It’s Canning Season! Dilly Beans!

I’m not a canning expert. That needed to be disclosed first. I’m always afraid I’m going to accidentally can something with a high pH balance and kill all of my friends and family with botulism. Still, I do my best. It’s actually one of my favorite hobbies (canning, not killing people). And it’s finally canning season again!

When it comes to pickles – use what’s in season, since it will cost the least and yield the best results. I was at my favorite grocery store this week. Widest variety, cheapest produce of all time. Even though it’s a bit early for them, they had these gorgeous green beans for $.69/pound. K. I bought two pounds, knowing exactly where all of them would end up. As dilly beans in my summer weekend bloodies.

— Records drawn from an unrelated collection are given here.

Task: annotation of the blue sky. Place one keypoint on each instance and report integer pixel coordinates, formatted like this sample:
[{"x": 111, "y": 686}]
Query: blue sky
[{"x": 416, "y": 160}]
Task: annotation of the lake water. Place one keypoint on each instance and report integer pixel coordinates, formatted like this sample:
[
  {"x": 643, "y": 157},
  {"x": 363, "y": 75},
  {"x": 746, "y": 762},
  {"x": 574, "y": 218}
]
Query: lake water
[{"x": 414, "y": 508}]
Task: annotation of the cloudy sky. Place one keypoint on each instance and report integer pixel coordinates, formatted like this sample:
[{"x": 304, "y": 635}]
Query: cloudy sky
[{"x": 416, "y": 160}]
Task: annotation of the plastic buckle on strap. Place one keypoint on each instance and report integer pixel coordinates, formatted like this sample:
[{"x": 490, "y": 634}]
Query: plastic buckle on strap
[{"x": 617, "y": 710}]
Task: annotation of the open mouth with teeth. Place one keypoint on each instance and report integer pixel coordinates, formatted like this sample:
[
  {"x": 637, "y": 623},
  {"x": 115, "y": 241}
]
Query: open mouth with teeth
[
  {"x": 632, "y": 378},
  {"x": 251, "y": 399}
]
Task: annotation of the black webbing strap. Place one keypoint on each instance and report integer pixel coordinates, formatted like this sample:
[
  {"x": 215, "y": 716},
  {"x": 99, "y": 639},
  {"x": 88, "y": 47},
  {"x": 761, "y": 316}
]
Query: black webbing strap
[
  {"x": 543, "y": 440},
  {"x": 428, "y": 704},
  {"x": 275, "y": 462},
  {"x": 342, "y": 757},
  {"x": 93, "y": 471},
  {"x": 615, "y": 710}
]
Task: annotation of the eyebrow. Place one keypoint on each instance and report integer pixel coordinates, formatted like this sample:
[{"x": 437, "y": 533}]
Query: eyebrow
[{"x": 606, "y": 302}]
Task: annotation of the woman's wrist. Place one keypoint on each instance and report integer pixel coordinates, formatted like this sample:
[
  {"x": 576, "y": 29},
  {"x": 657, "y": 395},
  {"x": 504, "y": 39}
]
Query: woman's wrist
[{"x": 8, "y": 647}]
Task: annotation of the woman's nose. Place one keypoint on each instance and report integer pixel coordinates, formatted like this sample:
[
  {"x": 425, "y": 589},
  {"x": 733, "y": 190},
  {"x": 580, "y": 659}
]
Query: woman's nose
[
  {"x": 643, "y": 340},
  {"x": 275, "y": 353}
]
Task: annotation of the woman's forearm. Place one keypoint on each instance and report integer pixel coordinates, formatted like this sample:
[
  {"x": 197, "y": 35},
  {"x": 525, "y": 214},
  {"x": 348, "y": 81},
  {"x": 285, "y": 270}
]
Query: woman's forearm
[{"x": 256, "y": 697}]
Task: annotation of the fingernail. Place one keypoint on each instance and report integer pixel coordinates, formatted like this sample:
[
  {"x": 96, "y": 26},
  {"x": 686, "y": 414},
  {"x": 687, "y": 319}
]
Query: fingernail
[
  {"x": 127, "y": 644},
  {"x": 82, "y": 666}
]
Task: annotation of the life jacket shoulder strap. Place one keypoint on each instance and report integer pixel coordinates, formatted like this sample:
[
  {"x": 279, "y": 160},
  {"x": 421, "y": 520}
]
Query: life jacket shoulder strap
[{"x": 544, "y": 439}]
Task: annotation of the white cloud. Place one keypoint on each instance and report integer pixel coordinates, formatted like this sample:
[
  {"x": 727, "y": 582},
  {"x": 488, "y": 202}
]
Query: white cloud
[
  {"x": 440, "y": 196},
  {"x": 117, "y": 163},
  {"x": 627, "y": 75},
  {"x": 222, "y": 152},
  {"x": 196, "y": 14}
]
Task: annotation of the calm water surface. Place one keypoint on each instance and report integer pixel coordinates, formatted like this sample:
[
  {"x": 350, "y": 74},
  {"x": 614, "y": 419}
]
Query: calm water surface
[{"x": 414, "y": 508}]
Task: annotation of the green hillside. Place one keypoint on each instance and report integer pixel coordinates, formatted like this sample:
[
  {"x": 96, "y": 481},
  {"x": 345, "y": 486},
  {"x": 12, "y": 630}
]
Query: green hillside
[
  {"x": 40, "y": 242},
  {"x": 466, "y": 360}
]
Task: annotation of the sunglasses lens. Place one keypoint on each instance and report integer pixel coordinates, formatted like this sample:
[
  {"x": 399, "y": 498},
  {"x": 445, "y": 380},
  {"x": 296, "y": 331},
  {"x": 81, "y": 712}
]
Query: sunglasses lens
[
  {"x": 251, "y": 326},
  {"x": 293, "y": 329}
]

Is there any reason to drink a Bloody Mary if it’s not packed with pickles, questionable beef sticks, cheese cubes, maybe even a tiny hamburger? No. And in my opinion, dilly beans should be a necessity in every bloody.

Before we get started, you really do need a water bath canner plus canning kit for this. This is the one I have. Nothing fancy, $32, but it’s a great investment. I suppose with small batches (1-3 pints or so), you could use a large pot and put a steaming basket in there, as long as it allows your cans to sit upright. Honestly, that is way more trouble than it’s worth. canningbook

This is the fantastic book from Liana Krissoff that I based the Dilly Beans recipe from. If you have any interest in canning, and you’re terrified of things like pectin powder and citric acid like I am, get this book.

These dilly beans, as previously stated, pair well with a packed-to-the-brim bloody. They also pair well with grilled cheese and a sense of accomplishment.

Dilly Beans!

Makes 4-5 pints

What you need:

-2 lbs crisp green beans
-4 cups cider vinegar (5% acidity)
-4 cups water
-3 tbsp pure kosher salt
-4-5 sprigs fresh dill
-4-5 cloves garlic, crushed
-8-10 dried hot red chiles
-4-5 tsp crushed red pepper flakes

What you do:

1.  Prepare your water-bath canner and jars. To sterilize the jars, just put them (without lids/rings) in the canner, submerged so they are at least 1-inch underneath the water. Boil for about 10 minutes. Reduce the heat and keep the jars submerged so they are kept warm (this will prevent them from cracking as we pour the hot vinegar/water mixture into them later). Put the flat lids in a heat proof bowl.

2. Trim the ends of your green beans, and make sure they are no longer than 4-4.5 inches long. Portion out your dill, garlic, hot chiles and red pepper flakes so they are evenly distributed and ready to be added quickly to your jars. Set aside.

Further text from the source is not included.